After reading this recipe, you won’t want to wait for your next Sunday brunch before giving it a try! And you don’t have to, because you can eat these pancakes – in contrast to classic pancakes – as often as you like without feeling guilty! At the same time, the Biotona Matcha powder provides an added boost of anti-oxidants and helps to purify your body of harmful substances. So bring on those pancakes!
|Buckwheat flour||¾ cup (85 g)|
|Biotona Beginner’s Matcha||2 teaspoons|
|Baking powder||1 teaspoon|
|Baking soda||½ teaspoon|
|Almond milk||¾ cup (180 ml)|
|Lemon juice||1 tablespoon|
|Maple or agave syrup||3 tablespoons|
|Coconut oil, melted||1 tablespoon + more for greasing the skillet|
|2 mixing bowls, non-stick frying pan|
- In a bowl mix together buckwheat flour, Biotona Matcha powder, baking powder and baking soda.

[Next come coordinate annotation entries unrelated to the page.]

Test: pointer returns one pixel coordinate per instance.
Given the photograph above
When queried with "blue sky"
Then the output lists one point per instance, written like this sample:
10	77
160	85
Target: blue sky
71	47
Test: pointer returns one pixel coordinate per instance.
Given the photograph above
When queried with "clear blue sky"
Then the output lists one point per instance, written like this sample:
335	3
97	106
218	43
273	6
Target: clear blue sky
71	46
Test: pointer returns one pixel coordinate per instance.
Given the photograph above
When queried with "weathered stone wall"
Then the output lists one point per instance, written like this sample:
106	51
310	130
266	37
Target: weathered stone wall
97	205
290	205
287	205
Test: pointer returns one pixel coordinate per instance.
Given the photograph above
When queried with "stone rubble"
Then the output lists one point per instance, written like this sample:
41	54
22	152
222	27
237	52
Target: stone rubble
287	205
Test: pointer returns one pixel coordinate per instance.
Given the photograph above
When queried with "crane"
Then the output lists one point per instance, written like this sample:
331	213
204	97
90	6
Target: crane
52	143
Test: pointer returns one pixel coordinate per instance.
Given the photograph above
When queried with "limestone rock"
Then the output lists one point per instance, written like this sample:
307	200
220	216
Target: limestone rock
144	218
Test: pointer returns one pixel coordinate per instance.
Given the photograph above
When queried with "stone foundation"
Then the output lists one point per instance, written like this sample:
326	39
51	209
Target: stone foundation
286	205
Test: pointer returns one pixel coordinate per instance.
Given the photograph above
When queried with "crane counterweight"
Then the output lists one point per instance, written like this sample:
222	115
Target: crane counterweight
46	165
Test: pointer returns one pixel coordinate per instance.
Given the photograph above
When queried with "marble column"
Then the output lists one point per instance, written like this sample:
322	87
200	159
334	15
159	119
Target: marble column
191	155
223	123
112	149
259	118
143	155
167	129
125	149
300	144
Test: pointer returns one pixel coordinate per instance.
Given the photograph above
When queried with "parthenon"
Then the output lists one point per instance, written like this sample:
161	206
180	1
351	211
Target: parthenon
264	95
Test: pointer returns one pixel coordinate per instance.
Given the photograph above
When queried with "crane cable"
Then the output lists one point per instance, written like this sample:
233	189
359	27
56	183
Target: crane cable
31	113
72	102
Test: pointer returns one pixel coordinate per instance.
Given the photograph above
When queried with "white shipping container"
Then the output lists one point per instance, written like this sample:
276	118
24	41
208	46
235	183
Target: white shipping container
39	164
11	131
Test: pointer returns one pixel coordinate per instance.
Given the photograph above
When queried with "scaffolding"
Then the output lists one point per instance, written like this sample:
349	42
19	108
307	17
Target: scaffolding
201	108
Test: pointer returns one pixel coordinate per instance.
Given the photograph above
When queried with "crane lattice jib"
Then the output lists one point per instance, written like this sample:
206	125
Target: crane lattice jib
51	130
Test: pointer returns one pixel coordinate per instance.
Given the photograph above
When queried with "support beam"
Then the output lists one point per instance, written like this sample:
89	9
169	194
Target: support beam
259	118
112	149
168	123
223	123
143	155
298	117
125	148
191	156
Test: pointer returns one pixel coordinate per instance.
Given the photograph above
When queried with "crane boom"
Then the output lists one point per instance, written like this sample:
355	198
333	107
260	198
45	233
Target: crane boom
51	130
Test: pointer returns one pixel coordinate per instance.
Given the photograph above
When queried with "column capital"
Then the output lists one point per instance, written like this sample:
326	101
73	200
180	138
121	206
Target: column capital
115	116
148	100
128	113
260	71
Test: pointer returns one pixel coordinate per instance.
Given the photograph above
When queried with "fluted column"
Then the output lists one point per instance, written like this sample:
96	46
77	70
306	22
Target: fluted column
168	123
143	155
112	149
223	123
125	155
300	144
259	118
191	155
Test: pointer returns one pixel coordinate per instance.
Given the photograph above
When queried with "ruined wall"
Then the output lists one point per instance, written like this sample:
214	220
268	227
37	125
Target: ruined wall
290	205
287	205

- In a smaller bowl combine almond milk with lemon juice, maple or agave syrup and coconut oil. Pour wet ingredients to a bowl with dry ingredients and mix until you have smooth batter.
- Heat a non-stick frying pan and grease it a little bit with coconut oil. Bake pancakes on both sides, flipping when bubbles on the surface appear.
- Serve warm with toppings of choice.